Na semana passada a Folha havia publicado que o atual ministro do Turismo, Marcelo Álvaro Antônio, patrocinou um esquema de candidaturas de fachada em Minas que também receberam recursos volumosos do fundo eleitoral do PSL nacional e que não tiveram nem 2.000 votos, juntas. Parte do gasto que elas declararam foi para empresas com ligação com o gabinete de Álvaro Antônio na Câmara.
Após essa revelação sobre o ministro do Turismo, o vice-presidente, general Hamilton Mourão, afirmou que esse caso deveria ser investigado. A Procuradoria-Regional Eleitoral de Minas Gerais decidiu apurar o caso.
Hospitalizado até o final da manhã desta quarta-feira, o presidente Bolsonaro ainda não se pronunciou sobre o tema.
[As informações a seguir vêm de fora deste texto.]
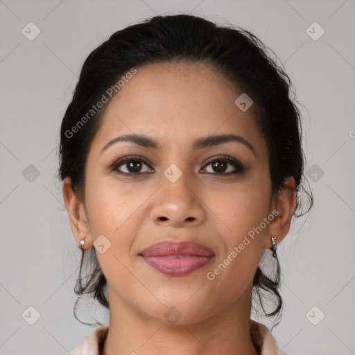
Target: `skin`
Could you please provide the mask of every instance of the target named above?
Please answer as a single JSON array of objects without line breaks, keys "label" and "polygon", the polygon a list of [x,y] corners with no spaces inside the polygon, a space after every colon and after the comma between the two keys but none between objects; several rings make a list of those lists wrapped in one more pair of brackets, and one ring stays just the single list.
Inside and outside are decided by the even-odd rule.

Ele tem feito declarações por meio de redes sociais, mas não comentou o assunto até o momento.
O ex-juiz Sergio Moro, ministro da Justiça, afirmou, também sobre o colega de ministério, que o caso será apurado "se surgir a necessidade".
Ainda na terça-feira, o ministro negou que esteja protagonizando uma crise no governo Bolsonaro e disse que trocou mensagens sobre o caso com o presidente.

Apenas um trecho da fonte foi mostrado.